Sen. Cotton slams Biden for ‘timid’ response to Russia U.S. Sen. Tom Cotton (R-AR) Jan. 8, 2020. (Stefani Reynolds/CNP/Zuma Press/TNS)

Republican Arkansas Senator Tom Cotton criticized President Joe Biden’s immediate response to Russia’s decision to invade Ukraine on Monday.

Russian President Vladimir Putin had signed a document on Monday to recognize two Ukrainian separatist areas as sovereign, and therefore separate from Ukraine. Russia then sent troops across Ukraine’s borders under the pretext of protecting those separatist areas — known as the Donetsk People’s Republic (DPR or DNR) and the Luhansk People’s Republic (LPR or LNR) — from a Ukrainian attack.

In the Biden White House’s initial response to Russia’s actions, a White House official speaking during an official background call acknowledged Russia had sent troops into the separatist parts of Ukraine, but stopped short of calling those actions an invasion. Instead, the official said “Russian troops have continued to move closer to the border in what looks like plans for an invasion.” When asked whether Russia sending troops into the separatist region constitutes a new invasion, the official repeatedly said Russia sending troops into the separatist regions “would not itself be a new step” because Russian troops have already been in those areas, albeit secretively, for years.

“President Biden’s timid sanctions tonight are wholly unequal to this moment,” Cotton said Monday in an emailed statement to American Military News. “Russia is invading Ukraine now. The time has come for the ‘swift and severe’ sanctions that Joe Biden has long threatened but refused to impose. There is not a minute to lose.”

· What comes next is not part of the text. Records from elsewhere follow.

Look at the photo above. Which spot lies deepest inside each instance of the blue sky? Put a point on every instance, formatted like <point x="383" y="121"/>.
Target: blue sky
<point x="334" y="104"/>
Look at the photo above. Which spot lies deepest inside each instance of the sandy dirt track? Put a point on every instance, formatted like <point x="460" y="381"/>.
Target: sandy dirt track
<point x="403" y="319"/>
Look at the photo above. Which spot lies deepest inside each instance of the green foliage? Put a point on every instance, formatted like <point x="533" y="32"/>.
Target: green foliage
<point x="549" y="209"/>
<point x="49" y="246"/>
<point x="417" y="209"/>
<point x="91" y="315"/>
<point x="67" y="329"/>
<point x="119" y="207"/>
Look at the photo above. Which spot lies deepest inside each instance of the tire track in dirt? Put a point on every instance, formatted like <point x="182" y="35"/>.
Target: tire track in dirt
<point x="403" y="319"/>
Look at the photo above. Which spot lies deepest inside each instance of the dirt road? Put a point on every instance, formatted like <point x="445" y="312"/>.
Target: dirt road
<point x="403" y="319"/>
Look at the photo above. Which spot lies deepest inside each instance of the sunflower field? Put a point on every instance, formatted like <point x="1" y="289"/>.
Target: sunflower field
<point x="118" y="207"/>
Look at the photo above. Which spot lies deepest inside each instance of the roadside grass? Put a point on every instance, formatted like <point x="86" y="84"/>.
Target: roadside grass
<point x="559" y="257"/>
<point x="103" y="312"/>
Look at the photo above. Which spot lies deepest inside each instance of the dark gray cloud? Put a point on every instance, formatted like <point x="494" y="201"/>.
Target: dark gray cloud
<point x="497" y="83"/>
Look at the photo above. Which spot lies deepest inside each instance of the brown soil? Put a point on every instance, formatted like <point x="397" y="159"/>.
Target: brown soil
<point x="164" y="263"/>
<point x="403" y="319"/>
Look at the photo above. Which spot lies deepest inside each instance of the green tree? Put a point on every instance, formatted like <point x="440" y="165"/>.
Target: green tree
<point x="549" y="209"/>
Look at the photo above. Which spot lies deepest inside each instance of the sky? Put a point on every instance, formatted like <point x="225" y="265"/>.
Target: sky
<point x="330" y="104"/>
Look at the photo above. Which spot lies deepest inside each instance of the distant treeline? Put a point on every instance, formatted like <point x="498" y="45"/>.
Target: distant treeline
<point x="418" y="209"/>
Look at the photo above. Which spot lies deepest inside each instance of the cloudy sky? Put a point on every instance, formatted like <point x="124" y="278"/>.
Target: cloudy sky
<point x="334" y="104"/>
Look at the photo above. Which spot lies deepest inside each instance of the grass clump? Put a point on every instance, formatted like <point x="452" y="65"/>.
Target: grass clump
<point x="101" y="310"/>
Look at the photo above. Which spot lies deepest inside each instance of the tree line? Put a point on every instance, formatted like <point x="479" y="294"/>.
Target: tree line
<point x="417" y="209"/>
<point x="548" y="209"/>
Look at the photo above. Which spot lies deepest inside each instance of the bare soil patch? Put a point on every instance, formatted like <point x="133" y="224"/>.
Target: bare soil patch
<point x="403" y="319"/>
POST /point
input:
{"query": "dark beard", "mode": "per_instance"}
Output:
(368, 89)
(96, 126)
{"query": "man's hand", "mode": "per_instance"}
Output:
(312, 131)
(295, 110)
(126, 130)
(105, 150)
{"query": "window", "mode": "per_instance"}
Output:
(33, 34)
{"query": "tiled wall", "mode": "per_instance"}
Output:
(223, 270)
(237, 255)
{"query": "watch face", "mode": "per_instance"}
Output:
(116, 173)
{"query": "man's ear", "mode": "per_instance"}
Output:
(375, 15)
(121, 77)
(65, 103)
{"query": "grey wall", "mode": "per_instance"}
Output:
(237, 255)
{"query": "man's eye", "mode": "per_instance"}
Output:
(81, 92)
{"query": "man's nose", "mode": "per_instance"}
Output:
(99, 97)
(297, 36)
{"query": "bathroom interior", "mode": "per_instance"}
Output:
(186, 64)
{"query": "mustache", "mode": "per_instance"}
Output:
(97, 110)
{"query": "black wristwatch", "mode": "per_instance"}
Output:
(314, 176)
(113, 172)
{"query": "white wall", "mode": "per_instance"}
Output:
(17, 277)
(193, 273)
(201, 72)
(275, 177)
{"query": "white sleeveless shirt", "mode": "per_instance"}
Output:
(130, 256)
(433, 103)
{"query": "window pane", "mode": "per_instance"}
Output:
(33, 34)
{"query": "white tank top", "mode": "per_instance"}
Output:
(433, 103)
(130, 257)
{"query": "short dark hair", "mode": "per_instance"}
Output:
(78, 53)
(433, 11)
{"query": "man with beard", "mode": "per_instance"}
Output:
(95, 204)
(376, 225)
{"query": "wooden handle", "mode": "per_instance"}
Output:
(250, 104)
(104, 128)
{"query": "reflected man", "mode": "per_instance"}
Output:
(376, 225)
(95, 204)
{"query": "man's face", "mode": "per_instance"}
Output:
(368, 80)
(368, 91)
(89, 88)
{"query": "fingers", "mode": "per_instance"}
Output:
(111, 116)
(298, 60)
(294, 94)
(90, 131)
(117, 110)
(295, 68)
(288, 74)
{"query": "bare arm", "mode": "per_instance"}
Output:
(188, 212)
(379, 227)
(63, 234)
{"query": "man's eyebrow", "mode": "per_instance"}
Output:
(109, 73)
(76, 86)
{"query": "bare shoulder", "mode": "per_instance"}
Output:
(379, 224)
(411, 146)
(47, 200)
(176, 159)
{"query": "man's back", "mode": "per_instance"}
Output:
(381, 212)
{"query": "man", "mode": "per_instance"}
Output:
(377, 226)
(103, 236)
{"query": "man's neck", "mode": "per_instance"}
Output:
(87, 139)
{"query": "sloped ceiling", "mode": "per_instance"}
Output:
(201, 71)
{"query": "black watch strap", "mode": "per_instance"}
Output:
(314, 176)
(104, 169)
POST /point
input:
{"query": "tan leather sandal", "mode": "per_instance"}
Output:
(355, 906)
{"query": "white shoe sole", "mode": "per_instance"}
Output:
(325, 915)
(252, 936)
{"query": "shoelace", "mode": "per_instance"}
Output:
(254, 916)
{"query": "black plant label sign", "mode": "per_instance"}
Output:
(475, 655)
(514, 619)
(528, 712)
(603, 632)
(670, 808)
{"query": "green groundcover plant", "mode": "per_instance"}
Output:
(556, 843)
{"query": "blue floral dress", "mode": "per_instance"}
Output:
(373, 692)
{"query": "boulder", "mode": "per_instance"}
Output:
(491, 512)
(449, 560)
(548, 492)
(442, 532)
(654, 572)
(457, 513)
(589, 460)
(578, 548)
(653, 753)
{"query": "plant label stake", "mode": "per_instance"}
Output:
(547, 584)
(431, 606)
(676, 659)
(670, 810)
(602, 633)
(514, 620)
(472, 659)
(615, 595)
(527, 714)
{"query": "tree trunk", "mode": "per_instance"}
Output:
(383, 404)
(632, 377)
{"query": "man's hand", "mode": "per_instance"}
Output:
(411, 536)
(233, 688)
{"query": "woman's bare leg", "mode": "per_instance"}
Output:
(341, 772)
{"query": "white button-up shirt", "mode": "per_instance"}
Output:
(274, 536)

On Tuesday morning, deputy national security adviser Jon Finer formally described the actions Russia is currently undertaking as an “invasion,” signifying a shift in their description of Russia’s actions.

Since Monday, multiple Biden administration officials had said the U.S. would issue new sanctions against Russia — something that Biden ultimately announced Tuesday afternoon. The new sanctions prohibit new investment, trade, and financing by Americans to, from, or in the separatist regions of Ukraine.

Cotton had criticized the Biden administration for waiting to impose sanctions, even before Putin’s actions on Monday.

In a Sunday interview with Fox News host Maria Bartiromo, Cotton said, “If President Biden was interested in deterring a Russian invasion of Ukraine, he should have imposed sanctions months ago—not waited for Russia to go for the jugular.”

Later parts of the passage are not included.